É preciso acabar com a fábula que toda a extrema-direita é nazista. Os movimentos autoritários de direita são diversos e não é porque Santa Catarina forte influência da colonização alemã que a extrema-direita estadual é toda nazista. Uma prova disso é que o movimento O Sul é o Meu País perdeu a pouca relevância que tinha após a eleição de Bolsonaro. Muitos só apoiaram a causa porque o PT estava em Brasília. Quando entrou a direita, abandonaram o barco.

Com o nazismo é igual. Muitos em Blumenau, Pomerode, Jaraguá, só se diziam nazistas quando o PT estava no poder. Agora eles são nacionalistas brasileiros com orgulho. Chamar todo bolsonarista de nazista é caricaturar a extrema-direita e isso não dá resultado nenhum. É uma minoria, uma meia dúzia de cidadãos que ainda fazem apologia ao regime, mas o número pode aumentar se colocarmos tudo no mesmo saco. O bolsonarismo é uma extrema-direita com características próprias, precisa ser combatido a partir do que ele realmente é, sem precisar de rótulos adicionais.

3 – Santa Catarina já deu 70% ao Lula. Blumenau já foi governada pelo PT

Se em 2018 Santa Catarina deu a maior vitória a Bolsonaro entre os estados, em 2002 o fato se repetiu a favor de Lula. O candidato do PT chegou a 70% dos votos e só foi ultrapassado no segundo turno pelo Rio de Janeiro, que tinha Garotinho como presidenciável no primeiro.

Na época, Blumenau, a terceira maior cidade de Santa Catarina era governada pelo PT, que teve Décio Lima prefeito entre 1997 e 2004. Itajaí, Joinville, Criciúma e Chapecó, cidades importantes do Estado, também já estiveram nas mãos dos PT. Florianópolis esteve nas mãos do PPS quando este ainda era um partido de centro-esquerda.

Se Santa Catarina fosse um estado tradicionalmente fascista, isso jamais teria acontecido. O que é fato: os catarinenses odeiam Brasília e possuem um sentimento de abandono/traição junto à União. O povo de SC já teve raiva do governo Fernando Henrique e depois passou a ter raiva dos governos do PT. Se Bolsonaro não atender as reivindicações estaduais, também virará alvo, mesmo que demore.

Outro caminho

É fácil tachar Santa Catarina como um estado fascista. Trabalha-se com esteriótipos que também são usados pelos catarinenses da extrema-direita para atacar o Nordeste.

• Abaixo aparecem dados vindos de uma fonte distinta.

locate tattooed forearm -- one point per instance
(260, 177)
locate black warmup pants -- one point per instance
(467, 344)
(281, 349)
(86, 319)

Atacar tradições do estado, sua história e colonização definitivamente não é o caminho para derrotar a extrema-direita em Santa Catarina.

O caminho, talvez, seja o oposto. Resgatar a verdadeira história do Estado. De imigrantes italianos que fugiram da fome e da tirania de governos. Do surgimento do Movimento dos Trabalhadores Sem Terra, do fato de hoje termos uma agropecuária predominantemente familiar. A Alemanha atual, não a de 1933, também pode ser um bom exemplo. Empresários que cresceram a base de sonegação de impostos e ajudas volumosas do BNDES para depois cuspir no prato não precisam, não devem ser o exemplo de sucesso. Temos coisas melhores para mostrar.